Leading members of the governments of India and South Korea recently met to begin a new “strategic partnership.” They are not alone in doing so, for across Asia, a new security architecture is being constructed, seemingly piecemeal.
How Asia’s geopolitical landscape will evolve over the coming decades is not easy to foresee. However, it is apparent that an increasingly assertive China is unwittingly reinforcing the US’ role in Asia, restoring US primacy as the implicit guarantor of security and stability in the region.
There are at least four possible Asian security scenarios for the years and decades ahead. The first is the rise of a Sino-centric Asia. China seeks a multipolar world, but a unipolar Asia. By contrast, the US desires a unipolar world, but a multipolar Asia.
A second scenario is that the US remains Asia’s principal security anchor, with or without a third possibility: the emergence of a constellation of Asian states with common interests working together to ensure that Asia is not unipolar. Finally, Asia could come to be characterized by several resurgent powers, including Japan, India, Vietnam, Indonesia, and a reunified Korea.
Of the four scenarios, the first has caused the greatest unease. China’s neighbors are increasingly anxious about its growing power and assertiveness. While China’s rulers aspire to shape a Sino-centric Asia, their efforts to intimidate smaller neighbors hardly make China a credible candidate for Asian leadership.
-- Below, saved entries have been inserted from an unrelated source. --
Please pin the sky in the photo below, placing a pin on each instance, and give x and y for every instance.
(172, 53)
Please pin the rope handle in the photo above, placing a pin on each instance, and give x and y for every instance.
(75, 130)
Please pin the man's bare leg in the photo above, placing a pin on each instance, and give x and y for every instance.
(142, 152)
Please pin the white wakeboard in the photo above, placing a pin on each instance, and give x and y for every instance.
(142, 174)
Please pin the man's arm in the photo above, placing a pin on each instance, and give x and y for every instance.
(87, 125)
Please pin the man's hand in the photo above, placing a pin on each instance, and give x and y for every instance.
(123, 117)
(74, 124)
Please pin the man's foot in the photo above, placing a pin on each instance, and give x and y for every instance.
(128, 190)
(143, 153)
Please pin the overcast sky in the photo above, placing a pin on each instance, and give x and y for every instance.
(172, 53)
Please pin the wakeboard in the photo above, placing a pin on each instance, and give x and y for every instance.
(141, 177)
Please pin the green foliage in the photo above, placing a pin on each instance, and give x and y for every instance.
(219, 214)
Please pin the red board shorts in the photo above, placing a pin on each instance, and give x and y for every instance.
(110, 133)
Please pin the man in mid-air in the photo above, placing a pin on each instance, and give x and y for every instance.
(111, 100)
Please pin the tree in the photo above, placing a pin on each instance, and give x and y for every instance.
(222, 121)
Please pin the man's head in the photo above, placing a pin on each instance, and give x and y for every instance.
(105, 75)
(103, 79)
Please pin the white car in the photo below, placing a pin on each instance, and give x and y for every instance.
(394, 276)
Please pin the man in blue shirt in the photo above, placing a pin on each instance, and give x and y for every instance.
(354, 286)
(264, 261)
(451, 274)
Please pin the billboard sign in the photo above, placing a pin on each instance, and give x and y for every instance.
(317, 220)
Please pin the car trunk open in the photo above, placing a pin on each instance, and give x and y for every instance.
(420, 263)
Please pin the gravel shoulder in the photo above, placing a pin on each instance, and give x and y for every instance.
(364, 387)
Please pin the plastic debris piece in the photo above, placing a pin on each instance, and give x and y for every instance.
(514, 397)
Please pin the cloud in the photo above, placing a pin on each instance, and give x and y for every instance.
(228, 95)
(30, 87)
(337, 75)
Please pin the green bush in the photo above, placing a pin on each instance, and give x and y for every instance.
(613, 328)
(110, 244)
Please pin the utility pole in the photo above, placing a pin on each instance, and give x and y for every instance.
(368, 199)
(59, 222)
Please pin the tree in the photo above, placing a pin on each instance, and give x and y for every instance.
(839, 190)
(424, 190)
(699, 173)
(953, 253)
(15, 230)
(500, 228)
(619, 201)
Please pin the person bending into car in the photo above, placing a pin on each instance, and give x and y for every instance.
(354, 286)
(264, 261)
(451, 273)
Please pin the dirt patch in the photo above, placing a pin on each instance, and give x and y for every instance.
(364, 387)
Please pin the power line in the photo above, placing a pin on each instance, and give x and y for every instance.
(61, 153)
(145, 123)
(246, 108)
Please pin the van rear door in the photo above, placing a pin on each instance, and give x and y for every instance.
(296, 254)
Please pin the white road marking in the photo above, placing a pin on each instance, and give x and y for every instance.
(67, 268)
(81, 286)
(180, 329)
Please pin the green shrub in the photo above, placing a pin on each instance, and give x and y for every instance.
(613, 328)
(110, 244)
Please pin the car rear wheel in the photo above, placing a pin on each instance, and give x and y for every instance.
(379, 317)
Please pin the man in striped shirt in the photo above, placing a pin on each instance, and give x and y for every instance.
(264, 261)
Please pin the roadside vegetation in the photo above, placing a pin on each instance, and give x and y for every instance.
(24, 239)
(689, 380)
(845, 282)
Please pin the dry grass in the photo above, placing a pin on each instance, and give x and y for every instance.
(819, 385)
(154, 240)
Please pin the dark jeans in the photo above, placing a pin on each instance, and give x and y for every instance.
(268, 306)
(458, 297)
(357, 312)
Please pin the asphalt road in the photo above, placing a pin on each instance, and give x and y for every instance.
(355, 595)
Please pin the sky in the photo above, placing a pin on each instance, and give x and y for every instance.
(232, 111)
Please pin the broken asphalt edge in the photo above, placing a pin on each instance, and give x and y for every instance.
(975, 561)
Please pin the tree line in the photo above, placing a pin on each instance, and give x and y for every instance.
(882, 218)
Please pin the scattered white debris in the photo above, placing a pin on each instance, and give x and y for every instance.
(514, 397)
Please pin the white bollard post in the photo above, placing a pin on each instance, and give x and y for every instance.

After all, genuine leadership cannot come from raw power, but only from other states’ consent or tacit acceptance. If leadership could be built on brute force, schoolyard bullies would be class presidents.
In any event, China’s power may be vast and rapidly growing, but it lacks the ability to compel. In other words, China does not have the capability to route any rival militarily, let alone enforce its will on Asia.
That fact has, however, done little to allay fears in the region. With its defense spending having grown almost twice as fast as its GDP, China is now beginning to take the gloves off, confident that it has acquired the necessary muscle.
For example, China now includes the South China Sea in its “core” national interests, on a par with Taiwan and Tibet, to stake a virtually exclusive claim to military operations there. China also has increasingly questioned India’s sovereignty over Arunachal Pradesh, the northeastern Indian state that China’s rulers call “Southern Tibet” and claim largely as their own. Indian defense officials have reported a rising number of Chinese military incursions across the 4,057km Himalayan border.
As China seeks to translate its economic clout into major geopolitical advantages in Asia, a country that once boasted of “having friends everywhere” finds that its growing power may be inspiring awe, but that its actions are spurring new concerns and fears. Which states will accept China as Asia’s leader? Six decades of ruthless repression has failed to win China acceptance even in Tibet and Xinjiang, as the Tibetan and Uighur revolts of 2008 and last year attested.
Leadership entails more than the possession of enormous economic and military power. It demands the power of ideas that can galvanize others. Such power also serves as the moral veneer to the assertiveness often involved in the pursuit of any particular cause or interest.
The US and its allies won the Cold War, for example, not so much by military means as by spreading the ideas of political freedom and market capitalism to other regions. In the words of the strategic analyst Stanley Weiss, this “helped suck the lifeblood out of communism’s global appeal,” making it incapable of meeting the widespread yearning for a better and more open life.
China has shown itself adept at assertively promoting its national interests and playing classical balance-of-power geopolitics. However, to displace the US and assume the mantle of leadership in Asia, China must do more than pursue its own interests or contain potential rivals. Most fundamentally, what does China represent in terms of values and ideas?
In the absence of an answer to that question, China’s overly assertive policies have proven a diplomatic boon for the US in strengthening and expanding US security arrangements in Asia. South Korea has tightened its military alliance with the US, Japan has backed away from a move to get the US to move its Marine airbase off Okinawa, and India, Vietnam, Indonesia and the Philippines, among others, have drawn closer to the US.
In terms of power-projection force capabilities or the range of military bases and security allies in Asia, no power or combination of powers is likely to match the US in the next quarter-century. But, while the US’ continued central role in Asia is safe, the long-term viability of its security arrangements boils down to the credibility of its security assurances to allies and partners. The US’ readiness to stand by them when the game gets rough will determine the strength and size of its security-alliance system in Asia in the years ahead.
The third and fourth scenarios can unfold even if the US remains the principal security anchor for Asia. A number of Asian countries have already started building mutually beneficial security cooperation on a bilateral basis, thereby laying the groundwork for a potential web of interlocking strategic partnerships. A constellation of Asian states linked by strategic cooperation, in fact, has become critical to help institute power stability in the region.
Brahma Chellaney is professor of strategic studies at the Center for Policy Research in New Delhi.